Don’t do what you love for a career–do what makes you money - rohmanhakim
https://qz.com/819233/do-what-you-love-is-bad-advice-work-for-money-not-for-passion/
======
kneel
There's always a middle ground in these things. Money is important but it
shouldn't be a central focus.

It's good to refresh on this list sometimes:

Top 5 regrets of the dying

-I wish I'd had the courage to live a life true to myself, not the life others expected of me.

-I wish I hadn't worked so hard

-I wish I'd had the courage to express my feelings

-I wish I had stayed in touch with my friends.
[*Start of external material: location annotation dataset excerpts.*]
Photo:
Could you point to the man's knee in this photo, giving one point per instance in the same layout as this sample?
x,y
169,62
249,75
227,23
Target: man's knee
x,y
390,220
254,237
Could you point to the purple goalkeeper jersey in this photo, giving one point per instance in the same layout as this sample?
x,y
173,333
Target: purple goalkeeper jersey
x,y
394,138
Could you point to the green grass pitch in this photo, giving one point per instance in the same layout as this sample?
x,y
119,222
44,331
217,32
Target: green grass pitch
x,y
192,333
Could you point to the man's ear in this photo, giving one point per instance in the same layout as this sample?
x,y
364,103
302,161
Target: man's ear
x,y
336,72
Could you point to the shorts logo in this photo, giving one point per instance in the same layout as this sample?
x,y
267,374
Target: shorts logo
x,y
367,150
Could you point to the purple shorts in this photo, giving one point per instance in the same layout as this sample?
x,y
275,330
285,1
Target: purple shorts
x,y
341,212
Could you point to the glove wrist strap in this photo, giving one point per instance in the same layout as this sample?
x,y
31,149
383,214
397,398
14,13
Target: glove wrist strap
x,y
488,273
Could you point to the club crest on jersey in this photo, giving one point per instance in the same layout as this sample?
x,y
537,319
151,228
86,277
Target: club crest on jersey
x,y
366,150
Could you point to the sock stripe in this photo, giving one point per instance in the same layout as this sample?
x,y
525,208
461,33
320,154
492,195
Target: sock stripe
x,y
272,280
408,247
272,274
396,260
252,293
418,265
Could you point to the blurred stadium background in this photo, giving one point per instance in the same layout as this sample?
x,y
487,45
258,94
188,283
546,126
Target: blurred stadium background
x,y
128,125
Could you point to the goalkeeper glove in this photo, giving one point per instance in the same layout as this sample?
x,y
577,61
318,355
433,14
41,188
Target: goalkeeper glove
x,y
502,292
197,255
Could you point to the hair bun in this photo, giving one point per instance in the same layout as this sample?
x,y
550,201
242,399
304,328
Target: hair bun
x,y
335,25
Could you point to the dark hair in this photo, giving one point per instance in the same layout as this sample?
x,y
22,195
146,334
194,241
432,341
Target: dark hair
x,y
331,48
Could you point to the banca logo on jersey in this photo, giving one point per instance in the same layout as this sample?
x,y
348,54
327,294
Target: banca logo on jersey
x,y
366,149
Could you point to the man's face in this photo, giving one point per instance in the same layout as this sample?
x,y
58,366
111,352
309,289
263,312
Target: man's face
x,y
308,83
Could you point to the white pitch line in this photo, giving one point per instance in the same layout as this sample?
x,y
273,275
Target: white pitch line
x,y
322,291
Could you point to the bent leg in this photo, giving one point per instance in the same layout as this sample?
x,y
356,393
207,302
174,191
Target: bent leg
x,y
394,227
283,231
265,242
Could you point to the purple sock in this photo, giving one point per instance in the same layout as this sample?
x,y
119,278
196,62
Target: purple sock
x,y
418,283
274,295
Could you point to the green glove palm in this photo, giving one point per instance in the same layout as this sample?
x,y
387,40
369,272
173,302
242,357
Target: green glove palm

-I wish that I had let myself be happier.

------
iamjdg
I agree with this author. Pursuing money is good as long as you are
accumulating for the right reason, to enable your freedom of choice. I wish I
had learned this lesson earlier in life, I could have easily been “retired” by
now. If one lives off 50% of their take home income, invests the rest, and
maintains the same level of spending for the rest of their life, then they
actually only have to work for 16 years before the interest from their
investments will cover their spending. So earn as much as you can for those 16
years, and then just go do what you want, give the world the finger. Luckily I
learned this early enough that I should be able to do this by my early 50’s. I
see people working until 65 because they have to, they are miserable, can
barely move, no thank you.

------
scrumption
Apologies to the author when she inevitably has a stress-induced heart attack
or stroke (or hell, maybe she just gets hit by a bus) and regrets wasting her
prime.

The present is all you have. Sorry that you bought in to the propaganda.